Un sommet continental qui s’ouvre le 7 mai 2026
Le 7 mai 2026, la capitale éthiopienne accueille l’ouverture de l’African Social Media Influencers Summit 2026, un rendez-vous inédit consacré aux créateurs de contenu numérique africains.
Organisé à Addis-Abeba, ce sommet marque une étape importante dans la structuration d’un écosystème d’influence panafricain en pleine expansion, où les réseaux sociaux deviennent des espaces d’expression, mais aussi de narration collective et d’influence culturelle.
L’influence numérique comme enjeu continental
Sous le thème « Influence for a Better Africa », le sommet dépasse largement les logiques de communication digitale. Il interroge la place des créateurs de contenu dans la construction des imaginaires contemporains du continent.
Les influenceurs présents, venus de dizaines de pays africains, ne sont plus seulement des producteurs de contenus viraux. Ils sont envisagés comme des acteurs capables de transformer les perceptions de l’Afrique, en développant des récits ancrés dans les réalités locales et débarrassés des stéréotypes persistants.
Dans cette perspective, l’influence numérique devient un outil politique, culturel et social.

Addis-Abeba, au cœur d’un récit historique et symbolique
Le choix du Musée du Mémorial de la Victoire d’Adwa comme lieu du sommet n’est pas neutre.

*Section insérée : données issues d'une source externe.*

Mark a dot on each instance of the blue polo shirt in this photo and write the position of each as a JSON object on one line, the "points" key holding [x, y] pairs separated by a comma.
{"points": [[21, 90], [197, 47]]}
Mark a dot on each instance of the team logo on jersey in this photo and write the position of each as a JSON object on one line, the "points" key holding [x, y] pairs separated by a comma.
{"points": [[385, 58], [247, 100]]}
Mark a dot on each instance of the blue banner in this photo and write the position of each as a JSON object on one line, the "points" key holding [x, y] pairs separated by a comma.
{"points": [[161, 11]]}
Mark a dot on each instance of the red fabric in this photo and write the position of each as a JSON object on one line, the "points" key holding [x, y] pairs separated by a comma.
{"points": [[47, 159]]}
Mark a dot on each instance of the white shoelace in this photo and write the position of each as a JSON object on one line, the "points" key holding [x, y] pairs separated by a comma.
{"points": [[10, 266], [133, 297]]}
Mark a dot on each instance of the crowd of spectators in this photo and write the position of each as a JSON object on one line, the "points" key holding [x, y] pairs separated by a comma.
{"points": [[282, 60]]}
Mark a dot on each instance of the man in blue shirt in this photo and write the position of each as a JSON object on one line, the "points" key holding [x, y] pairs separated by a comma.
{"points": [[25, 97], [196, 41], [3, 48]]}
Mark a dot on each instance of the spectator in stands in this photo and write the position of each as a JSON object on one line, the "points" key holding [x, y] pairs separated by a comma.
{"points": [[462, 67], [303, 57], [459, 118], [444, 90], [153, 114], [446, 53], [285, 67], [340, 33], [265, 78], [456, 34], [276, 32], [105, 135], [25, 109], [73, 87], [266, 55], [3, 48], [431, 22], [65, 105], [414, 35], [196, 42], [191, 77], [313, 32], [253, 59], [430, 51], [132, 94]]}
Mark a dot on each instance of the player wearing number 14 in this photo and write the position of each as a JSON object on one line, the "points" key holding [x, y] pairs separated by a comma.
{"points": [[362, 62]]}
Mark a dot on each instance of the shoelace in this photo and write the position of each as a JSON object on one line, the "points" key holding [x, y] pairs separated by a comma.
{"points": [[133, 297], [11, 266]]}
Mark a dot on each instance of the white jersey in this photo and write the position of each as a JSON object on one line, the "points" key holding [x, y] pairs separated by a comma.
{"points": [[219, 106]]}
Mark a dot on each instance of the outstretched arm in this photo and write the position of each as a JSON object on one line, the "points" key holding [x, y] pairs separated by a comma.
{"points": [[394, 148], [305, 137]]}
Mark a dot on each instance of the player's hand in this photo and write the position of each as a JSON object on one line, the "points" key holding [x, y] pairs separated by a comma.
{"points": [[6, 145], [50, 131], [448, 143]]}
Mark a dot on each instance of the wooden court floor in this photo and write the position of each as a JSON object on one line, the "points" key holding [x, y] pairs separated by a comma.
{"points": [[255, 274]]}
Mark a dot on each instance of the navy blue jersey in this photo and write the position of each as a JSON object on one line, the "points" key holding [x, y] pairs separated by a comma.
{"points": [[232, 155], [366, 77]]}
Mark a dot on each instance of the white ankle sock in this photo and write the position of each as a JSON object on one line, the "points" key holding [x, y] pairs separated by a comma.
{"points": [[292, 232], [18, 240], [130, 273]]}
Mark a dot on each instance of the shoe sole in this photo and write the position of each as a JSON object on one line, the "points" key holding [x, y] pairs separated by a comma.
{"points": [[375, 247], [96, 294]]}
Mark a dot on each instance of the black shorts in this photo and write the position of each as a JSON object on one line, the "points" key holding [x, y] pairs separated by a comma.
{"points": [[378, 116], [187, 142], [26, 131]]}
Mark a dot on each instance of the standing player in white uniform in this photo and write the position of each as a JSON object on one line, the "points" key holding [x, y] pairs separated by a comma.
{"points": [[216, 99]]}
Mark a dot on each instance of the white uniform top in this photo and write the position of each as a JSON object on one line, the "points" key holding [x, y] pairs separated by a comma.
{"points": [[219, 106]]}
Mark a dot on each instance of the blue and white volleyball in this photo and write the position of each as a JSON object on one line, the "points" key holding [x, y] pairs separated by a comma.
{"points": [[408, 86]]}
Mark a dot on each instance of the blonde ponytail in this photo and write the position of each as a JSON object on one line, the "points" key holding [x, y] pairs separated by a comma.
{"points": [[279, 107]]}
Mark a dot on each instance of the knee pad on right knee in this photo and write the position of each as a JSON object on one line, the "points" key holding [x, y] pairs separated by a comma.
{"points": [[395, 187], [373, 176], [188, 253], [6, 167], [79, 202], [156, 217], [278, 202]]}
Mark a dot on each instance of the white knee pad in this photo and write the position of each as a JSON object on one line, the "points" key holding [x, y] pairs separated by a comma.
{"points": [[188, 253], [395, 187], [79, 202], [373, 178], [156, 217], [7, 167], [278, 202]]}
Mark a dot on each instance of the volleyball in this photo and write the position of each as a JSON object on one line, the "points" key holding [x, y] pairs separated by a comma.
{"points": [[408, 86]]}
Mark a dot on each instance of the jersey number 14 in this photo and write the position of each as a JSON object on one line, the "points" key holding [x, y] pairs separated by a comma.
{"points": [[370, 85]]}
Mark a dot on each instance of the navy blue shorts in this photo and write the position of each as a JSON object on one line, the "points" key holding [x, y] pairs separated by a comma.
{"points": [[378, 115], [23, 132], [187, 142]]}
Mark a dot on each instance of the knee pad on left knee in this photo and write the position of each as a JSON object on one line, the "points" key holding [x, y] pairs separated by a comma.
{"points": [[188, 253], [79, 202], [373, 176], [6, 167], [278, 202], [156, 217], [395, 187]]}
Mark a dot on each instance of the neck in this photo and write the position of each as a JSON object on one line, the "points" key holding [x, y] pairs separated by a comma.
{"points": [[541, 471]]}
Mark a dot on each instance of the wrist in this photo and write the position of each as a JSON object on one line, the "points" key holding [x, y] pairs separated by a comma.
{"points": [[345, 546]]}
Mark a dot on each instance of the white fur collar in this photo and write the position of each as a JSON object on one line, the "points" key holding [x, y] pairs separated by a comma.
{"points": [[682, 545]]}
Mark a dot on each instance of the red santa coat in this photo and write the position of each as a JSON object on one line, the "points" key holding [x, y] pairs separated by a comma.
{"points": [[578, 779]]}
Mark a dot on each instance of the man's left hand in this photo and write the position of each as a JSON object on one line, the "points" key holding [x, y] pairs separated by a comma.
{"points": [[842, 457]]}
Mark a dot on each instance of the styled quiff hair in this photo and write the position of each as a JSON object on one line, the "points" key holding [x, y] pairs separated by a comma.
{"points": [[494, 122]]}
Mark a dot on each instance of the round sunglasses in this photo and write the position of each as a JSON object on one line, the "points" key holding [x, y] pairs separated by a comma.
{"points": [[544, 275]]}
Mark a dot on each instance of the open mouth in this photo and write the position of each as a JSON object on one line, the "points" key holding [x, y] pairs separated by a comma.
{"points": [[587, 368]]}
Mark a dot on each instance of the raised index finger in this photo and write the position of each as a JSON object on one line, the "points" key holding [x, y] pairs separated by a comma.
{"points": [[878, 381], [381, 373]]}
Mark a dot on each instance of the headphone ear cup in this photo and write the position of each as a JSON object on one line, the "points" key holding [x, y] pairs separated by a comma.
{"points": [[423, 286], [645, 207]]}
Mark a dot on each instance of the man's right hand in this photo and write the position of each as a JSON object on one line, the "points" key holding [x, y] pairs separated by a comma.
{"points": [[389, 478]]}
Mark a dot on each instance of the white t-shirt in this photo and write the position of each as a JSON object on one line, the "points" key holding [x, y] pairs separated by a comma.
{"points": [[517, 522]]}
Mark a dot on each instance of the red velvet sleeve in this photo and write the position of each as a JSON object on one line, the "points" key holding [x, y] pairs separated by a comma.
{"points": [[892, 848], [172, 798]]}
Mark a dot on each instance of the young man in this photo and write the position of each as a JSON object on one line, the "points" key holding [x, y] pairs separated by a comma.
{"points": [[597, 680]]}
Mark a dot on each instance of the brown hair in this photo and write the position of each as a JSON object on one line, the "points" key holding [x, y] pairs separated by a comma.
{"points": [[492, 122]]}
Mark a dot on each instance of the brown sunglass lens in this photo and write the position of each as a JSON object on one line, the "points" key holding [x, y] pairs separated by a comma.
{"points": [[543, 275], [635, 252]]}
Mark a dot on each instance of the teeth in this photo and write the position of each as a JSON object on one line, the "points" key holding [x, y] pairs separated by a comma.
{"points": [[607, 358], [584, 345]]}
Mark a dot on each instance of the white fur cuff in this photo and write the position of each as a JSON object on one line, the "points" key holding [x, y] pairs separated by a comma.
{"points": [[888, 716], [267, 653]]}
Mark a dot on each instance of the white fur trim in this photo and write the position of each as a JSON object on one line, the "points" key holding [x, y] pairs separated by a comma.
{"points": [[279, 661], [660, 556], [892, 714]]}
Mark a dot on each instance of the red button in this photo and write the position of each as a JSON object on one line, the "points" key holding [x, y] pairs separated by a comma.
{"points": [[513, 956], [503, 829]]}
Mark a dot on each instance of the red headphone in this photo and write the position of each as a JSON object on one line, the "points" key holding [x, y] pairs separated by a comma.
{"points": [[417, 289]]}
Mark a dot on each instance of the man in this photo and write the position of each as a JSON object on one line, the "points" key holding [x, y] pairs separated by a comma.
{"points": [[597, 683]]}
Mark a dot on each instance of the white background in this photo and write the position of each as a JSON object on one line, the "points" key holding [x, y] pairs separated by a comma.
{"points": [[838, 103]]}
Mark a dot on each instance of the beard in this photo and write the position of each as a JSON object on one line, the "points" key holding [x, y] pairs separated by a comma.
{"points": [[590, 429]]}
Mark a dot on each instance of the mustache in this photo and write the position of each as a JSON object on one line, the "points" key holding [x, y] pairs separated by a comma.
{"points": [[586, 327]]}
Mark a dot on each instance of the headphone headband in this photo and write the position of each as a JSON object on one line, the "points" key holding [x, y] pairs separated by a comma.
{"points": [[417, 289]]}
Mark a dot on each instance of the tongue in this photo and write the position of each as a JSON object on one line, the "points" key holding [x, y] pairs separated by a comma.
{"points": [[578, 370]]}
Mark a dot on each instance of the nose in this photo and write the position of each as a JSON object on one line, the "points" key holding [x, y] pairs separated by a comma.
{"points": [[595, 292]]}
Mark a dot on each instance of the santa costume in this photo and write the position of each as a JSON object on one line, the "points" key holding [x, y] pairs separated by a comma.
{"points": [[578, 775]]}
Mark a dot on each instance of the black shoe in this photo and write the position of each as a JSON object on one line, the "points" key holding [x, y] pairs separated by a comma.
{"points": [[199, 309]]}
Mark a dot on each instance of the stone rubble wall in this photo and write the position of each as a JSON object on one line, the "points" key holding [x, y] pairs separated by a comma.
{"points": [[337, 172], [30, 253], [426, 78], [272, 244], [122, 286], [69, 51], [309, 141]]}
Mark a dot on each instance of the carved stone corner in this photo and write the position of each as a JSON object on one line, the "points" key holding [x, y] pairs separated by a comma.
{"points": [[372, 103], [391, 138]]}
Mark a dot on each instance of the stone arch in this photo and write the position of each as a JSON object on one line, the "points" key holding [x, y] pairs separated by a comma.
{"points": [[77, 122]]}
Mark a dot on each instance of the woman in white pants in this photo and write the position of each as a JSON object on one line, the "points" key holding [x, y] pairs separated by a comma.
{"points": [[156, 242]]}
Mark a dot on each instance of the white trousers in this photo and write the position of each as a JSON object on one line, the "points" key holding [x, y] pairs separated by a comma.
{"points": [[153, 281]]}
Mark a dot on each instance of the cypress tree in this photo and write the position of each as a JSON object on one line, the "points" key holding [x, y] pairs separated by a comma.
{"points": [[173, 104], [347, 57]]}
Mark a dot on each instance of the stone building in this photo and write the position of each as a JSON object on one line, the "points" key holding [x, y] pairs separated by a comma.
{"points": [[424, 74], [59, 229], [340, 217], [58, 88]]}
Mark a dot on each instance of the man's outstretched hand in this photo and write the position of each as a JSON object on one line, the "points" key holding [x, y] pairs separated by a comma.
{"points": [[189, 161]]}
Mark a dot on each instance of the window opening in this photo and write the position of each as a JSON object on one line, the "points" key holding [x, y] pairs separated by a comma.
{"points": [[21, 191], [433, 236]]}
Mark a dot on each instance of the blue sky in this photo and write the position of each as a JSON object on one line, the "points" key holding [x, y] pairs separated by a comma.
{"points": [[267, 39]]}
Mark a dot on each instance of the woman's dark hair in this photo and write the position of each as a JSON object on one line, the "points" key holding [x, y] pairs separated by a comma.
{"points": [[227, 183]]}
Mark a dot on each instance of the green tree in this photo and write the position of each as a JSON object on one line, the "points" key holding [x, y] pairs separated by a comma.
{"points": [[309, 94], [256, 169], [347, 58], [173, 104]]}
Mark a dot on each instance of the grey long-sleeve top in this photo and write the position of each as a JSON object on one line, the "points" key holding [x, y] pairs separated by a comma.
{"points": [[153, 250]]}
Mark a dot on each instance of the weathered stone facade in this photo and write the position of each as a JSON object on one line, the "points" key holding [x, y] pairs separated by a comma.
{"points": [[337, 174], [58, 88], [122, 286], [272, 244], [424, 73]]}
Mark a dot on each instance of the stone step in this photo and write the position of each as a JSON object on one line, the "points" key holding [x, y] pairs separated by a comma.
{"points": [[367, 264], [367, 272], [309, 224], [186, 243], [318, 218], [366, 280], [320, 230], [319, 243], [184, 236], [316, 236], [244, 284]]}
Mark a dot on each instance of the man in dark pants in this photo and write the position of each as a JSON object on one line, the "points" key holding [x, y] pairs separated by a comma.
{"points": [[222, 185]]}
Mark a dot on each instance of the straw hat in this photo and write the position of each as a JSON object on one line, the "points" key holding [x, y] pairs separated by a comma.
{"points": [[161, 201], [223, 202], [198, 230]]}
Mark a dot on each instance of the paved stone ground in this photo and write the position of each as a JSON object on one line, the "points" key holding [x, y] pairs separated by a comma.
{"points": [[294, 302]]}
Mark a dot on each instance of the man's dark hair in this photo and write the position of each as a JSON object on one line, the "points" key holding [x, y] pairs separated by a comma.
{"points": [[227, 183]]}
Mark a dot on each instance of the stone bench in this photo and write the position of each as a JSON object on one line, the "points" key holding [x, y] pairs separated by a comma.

Ce site commémore la victoire éthiopienne de 1896, symbole majeur de résistance face à la colonisation.
En installant un événement dédié aux technologies numériques et aux réseaux sociaux dans ce lieu chargé d’histoire, les organisateurs créent un dialogue entre deux temporalités : celle de la souveraineté historique et celle de la souveraineté numérique.
Cette superposition donne au sommet une dimension culturelle forte, où le passé devient un cadre de lecture du présent.
Intelligence artificielle, récits et Agenda 2063
Le programme du sommet s’articule autour de plusieurs axes structurants, notamment l’intelligence artificielle appliquée à la création de contenu, la construction de récits positifs sur l’Afrique, et l’alignement avec les objectifs de développement de l’Agenda 2063 de l’Union africaine.
Derrière ces thématiques techniques, se dessine une ambition plus large : repositionner l’Afrique comme productrice de ses propres imaginaires médiatiques, et non plus comme simple objet de narration extérieure.

Vers une diplomatie culturelle numérique
Au-delà des enjeux technologiques, ce sommet révèle une mutation profonde : l’émergence d’une diplomatie culturelle portée par les plateformes numériques.
Les créateurs de contenu deviennent des relais d’influence capables de diffuser des représentations de l’Afrique dans les domaines de la culture, de la mode, du tourisme ou encore de la musique. Ce déplacement redéfinit les formes traditionnelles de soft power.
Une Afrique en train de maîtriser son récit
Le sommet d’Addis-Abeba ne se limite pas à un événement professionnel. Il s’inscrit dans une transformation plus large, celle d’un continent qui cherche à reprendre la maîtrise de ses récits dans l’espace numérique mondial.
Entre mémoire historique et innovation technologique, entre souveraineté culturelle et économie de l’attention, l’Afrique numérique se structure progressivement comme un nouvel espace de production d’influence globale.